Benefits for community

From the law enforcement perspective, Chief Andres said the addition of Klomp’s role has improved the environment for mental health support in her town by routing people with behavioral health needs toward appropriate services and away from the criminal justice system.

Andres estimates that approximately 40 percent of police dispatch calls in her community of approximately 2,500 people directly relate to a behavioral health need. For officers trained in law enforcement practice and crime prevention, responding in these situations can extend outside their training.

“In a small town like this, the police are the first ones called for everything,” Andres said. “But if you have a person who is suicidal but not dangerous, you should dispatch a social worker, not a police officer or a firefighter. Having Nicole here allows us to dispatch the right person for the problem, the right resource.”

Andres said that Klomp’s unique expertise has averted repeat contacts between police officers and members of the community with behavioral health needs; since the beginning of the Health Fund’s grant, the department hasn’t responded to a single follow-up incident involving an individual that Klomp supported.
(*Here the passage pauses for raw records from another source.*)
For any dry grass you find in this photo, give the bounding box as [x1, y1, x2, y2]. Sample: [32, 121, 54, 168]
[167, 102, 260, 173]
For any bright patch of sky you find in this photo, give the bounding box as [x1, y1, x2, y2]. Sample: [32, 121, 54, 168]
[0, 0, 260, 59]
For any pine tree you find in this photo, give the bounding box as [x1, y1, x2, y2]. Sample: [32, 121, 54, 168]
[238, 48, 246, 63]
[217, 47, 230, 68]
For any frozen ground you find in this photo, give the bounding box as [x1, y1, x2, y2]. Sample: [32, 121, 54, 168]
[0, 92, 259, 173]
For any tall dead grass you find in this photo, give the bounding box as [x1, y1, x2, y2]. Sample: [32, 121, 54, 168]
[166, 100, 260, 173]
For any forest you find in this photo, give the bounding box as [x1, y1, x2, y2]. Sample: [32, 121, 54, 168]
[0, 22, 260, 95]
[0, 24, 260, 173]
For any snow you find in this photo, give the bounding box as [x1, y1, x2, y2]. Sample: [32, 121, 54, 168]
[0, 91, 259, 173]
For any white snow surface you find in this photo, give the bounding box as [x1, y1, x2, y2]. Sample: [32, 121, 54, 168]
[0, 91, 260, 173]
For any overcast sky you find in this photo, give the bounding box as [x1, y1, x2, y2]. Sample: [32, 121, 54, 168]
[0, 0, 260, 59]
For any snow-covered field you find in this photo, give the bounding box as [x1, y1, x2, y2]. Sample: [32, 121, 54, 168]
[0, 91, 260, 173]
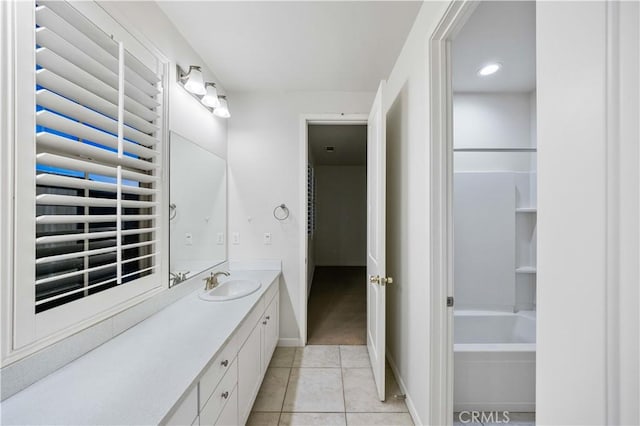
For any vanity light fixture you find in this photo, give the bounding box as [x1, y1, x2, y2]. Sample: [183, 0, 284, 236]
[200, 82, 220, 109]
[213, 96, 231, 118]
[478, 62, 502, 77]
[178, 65, 207, 96]
[176, 64, 231, 118]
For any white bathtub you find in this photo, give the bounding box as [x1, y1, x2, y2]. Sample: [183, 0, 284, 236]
[453, 311, 536, 412]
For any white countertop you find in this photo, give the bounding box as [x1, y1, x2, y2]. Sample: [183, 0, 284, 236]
[1, 271, 280, 425]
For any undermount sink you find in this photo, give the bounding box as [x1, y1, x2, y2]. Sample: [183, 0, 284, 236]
[199, 279, 261, 302]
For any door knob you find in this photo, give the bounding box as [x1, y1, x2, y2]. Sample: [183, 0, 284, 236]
[369, 275, 393, 285]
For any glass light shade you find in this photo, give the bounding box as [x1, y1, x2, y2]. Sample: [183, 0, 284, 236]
[201, 83, 220, 109]
[184, 66, 207, 96]
[478, 62, 502, 77]
[213, 96, 231, 118]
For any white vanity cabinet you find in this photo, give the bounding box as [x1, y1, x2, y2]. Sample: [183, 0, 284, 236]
[238, 290, 279, 424]
[166, 281, 279, 426]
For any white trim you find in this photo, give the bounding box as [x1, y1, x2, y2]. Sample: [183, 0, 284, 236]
[428, 0, 478, 425]
[603, 2, 621, 424]
[278, 337, 304, 348]
[298, 114, 369, 346]
[0, 1, 16, 366]
[386, 348, 425, 425]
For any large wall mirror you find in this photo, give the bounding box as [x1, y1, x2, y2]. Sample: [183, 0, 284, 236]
[169, 132, 227, 286]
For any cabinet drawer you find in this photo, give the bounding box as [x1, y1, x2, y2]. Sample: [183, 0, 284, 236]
[200, 338, 238, 409]
[166, 386, 198, 426]
[200, 359, 238, 425]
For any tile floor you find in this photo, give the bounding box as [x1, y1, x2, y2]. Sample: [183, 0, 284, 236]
[453, 412, 536, 426]
[247, 345, 413, 426]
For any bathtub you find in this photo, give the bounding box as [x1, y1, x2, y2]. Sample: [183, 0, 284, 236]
[453, 311, 536, 412]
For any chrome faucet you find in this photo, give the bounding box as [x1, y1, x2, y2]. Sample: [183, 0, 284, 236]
[169, 271, 191, 286]
[202, 271, 229, 290]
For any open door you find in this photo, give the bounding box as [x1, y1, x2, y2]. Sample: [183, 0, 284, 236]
[367, 81, 391, 401]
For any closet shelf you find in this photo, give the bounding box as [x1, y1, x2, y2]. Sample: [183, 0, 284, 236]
[453, 147, 537, 152]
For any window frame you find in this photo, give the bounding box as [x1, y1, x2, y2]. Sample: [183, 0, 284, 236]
[0, 1, 171, 364]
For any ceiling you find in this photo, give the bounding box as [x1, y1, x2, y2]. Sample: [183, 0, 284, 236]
[309, 124, 367, 166]
[452, 1, 536, 92]
[158, 1, 422, 91]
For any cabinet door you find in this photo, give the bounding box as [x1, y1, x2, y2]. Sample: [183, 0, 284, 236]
[216, 388, 240, 426]
[238, 322, 263, 424]
[262, 293, 280, 371]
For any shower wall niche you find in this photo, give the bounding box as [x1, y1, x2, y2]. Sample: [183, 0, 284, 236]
[453, 93, 537, 311]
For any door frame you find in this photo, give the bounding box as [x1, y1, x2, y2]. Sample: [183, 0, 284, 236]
[427, 0, 479, 425]
[298, 113, 369, 346]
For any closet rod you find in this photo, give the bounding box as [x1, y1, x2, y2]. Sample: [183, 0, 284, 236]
[453, 148, 537, 152]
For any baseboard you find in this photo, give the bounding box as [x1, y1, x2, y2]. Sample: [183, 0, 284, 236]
[278, 337, 302, 347]
[386, 349, 425, 426]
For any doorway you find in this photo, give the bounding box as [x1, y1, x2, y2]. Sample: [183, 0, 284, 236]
[431, 1, 537, 424]
[307, 123, 367, 345]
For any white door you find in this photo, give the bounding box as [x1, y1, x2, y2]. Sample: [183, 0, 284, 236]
[367, 81, 391, 401]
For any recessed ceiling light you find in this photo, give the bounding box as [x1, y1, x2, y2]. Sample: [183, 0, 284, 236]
[478, 62, 502, 77]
This success has caught the attention of law enforcement leaders in other areas of the state. Andres noted agencies in other rural communities in Michigan have taken steps to replicate the model or are investigating approaches to do so, recognizing its potential to reduce crime as well as support people in need.

“It’s easy to look at police and social workers and assume that we see things differently,” Andres said. “What this has shown to me is that we’re so much better when we work together.”

Supporting a multi-sector approach

The Health Fund’s Behavioral Health program is all about access to care, collaboration, and cross-sector partnerships to improve behavioral health care in Michigan communities.

This project is a successful example of two seemingly dissimilar agencies — a behavioral health and family services provider and a city police department — finding common ground to break down barriers, prevent behavioral health crises, and increase access to timely support.

And by facilitating connections to the larger network of behavioral health services, it’s making effective use of existing resources with the addition of a new layer of support at moments of critical need. As this project continues through the completion of our grant support, we look forward to learning more about its impacts and their implications for other communities across our state.